19.2.2: Adaptable functions

Within the context of the STL an adaptable function is a function object defining and defining result_type as the type of the return value of its function call operator.

The STL defines pointer_to_unary_function and pointer_to_binary_function as adaptors accepting pointers to, respectively, unary and binary functions, converting them into adaptable functions. In the context of the STL using adaptable functions should probably be preferred over pointers to functions as the STL's adaptable functions define the abovementioned types describing their arguments and result types. At the end of this section an example is given where these types are actually required, and a plain pointer to a function cannot be used.

In practice the pointer_to_unary_function and pointer_to_binary_function adaptors are hardly ever explicitly used. Instead, the overloaded function adaptor ptr_fun is used.

When ptr_fun is provided with a unary function it uses pointer_to_unary_function to create an adaptable unary function and when provided with a binary function it uses pointer_to_binary_function to create an adaptable binary function.

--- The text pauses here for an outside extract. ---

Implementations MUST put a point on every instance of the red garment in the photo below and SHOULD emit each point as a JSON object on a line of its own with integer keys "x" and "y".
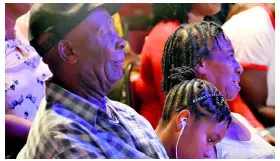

Here is an example showing the use of ptr_fun, creating an adaptable binary function. In main, the word to search for is extracted from the standard input stream as well as additional words that are stored in a vector of string objects. If the target word is found the program displays the word following the target word in the vector of string objects. Searching is performed case insensitively, for which the C library function strcasecmp is used:

#include <vector>
#include <algorithm>
#include <functional>
#include <cstring>
#include <string>
#include <iterator>
#include <iostream>

using namespace std;

inline int stringcasecmp(string lhs, string rhs)
{
    return strcasecmp(lhs.c_str(), rhs.c_str());
}

int main()
{
    string target;
    cin >> target;

    vector<string> v1;
    copy(istream_iterator<string>(cin), istream_iterator<string>(),
        back_inserter(v1));

    auto pos = find_if(
                    v1.begin(), v1.end(),
                    not1( bind2nd(ptr_fun(stringcasecmp), target) )
               );

    if ( pos != v1.end())
       cout <<   "The search for `" << target << "' was successful.\n"
                 "The next string is: `" << pos[1] << "'.\n";
}

    // on input:
    //  VERY   I have existed for years, but very little has changed
    // the program displays:
    //  The search for `VERY' was successful.
    //  The next string is: `little'.
The observant reader will have noticed that this is not a very efficient program. The function stringcasecmp defines value type parameters forcing the construction of copies of the arguments passed to stringcasecmp every time it is called. However, when changing the parameter definitions into
    inline int stringcasecmp(string const &lhs, string const &rhs)
the compiler generates an error message like:
In instantiation of 'std::binder2nd<std::pointer_to_binary_function<
        const std::string&, const std::string&, int> >':

    typename _Operation::result_type std::binder2nd<_Operation>::operator()(
            typename _Operation::first_argument_type&) const
cannot be overloaded with:
    typename _Operation::result_type std::binder2nd<_Operation>::operator()(
            const typename _Operation::first_argument_type&) const
This problem (and its solution) is covered in a later chapter (cf. section 21.5.2.1).